Let $F : \mathbb{R}^n \to \mathbb{R}$ be a convex function which is minimized at $x_* \in \mathbb{R}^n$. For a non-empty subset $C \subset \mathbb{R}^n$, I want to solve
$$ x_+ = \arg\min_{x \in C} F(x). $$
My intuition tells me that $x_+$ should be the $x\in C$ such that $\|x-x_*\|_2$ is minimized, i.e., the projection of $x_*$ into $C$.
I couldn't think of a counterexample. For a possible proof, I was thinking of a procedure by contradiction assuming that there exists some $x_0\neq x_+$ in $C$ such that $F(x_0)\leq F(x)$ for all $x\in C$, but I couldn't find the contradiction.
Does anyone know if this is true? Are there any extra conditions for which it is true? I'll appreciate any help.
Here is a contradiction:
Let $F(x) = x$ for $x > 0$ and $F(x) = -1000x$ for $x \leq 0$. Define $C = [-10, -1] \cup [10, 20]$. The point closest to $0$ (the unconstrained minimum) is at $0$, so the closest point in $\ell_2$ norm is $x = -1$. But at that point we have $F(-1) = 1000$ which is worse than $F(10) = 10$.

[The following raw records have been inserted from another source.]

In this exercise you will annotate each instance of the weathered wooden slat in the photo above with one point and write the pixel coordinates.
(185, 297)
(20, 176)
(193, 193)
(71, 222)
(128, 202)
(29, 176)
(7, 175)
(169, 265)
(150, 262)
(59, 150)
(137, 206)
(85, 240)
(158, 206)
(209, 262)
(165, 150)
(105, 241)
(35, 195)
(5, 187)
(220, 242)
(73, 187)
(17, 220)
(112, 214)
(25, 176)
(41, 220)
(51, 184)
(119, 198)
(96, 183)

Even for convex $C$ this is not true. Recall the property of projected points onto convex sets:
$$\langle x - \text{proj}_C(x), y - \text{proj}_C(x)> \leq 0$$
meaning that the direction from a point to it's projection onto $C$ is negatively correlated with every direction entering the set $C$ from the projected point. With this in mind, it's easier to find an example where the projected point is not a constrained minimum. Consider:
$$f(x_1, x_2) = 0.0001*|x_1| + |x_2|$$
and the constraint:
$$C = \{ x | x^T \mathbb 1 \geq 1\}$$
The global minimum is $0$. The projection of the global minimum onto the constraint is $(0.5, 0.5)$ which has $f(0.5, 0.5) = 0.5001$. However, it's clear that there exist feasible points with lower $f$, for example: $(10, 0)$ is feasible and has $f(10, 0) = 0.001$.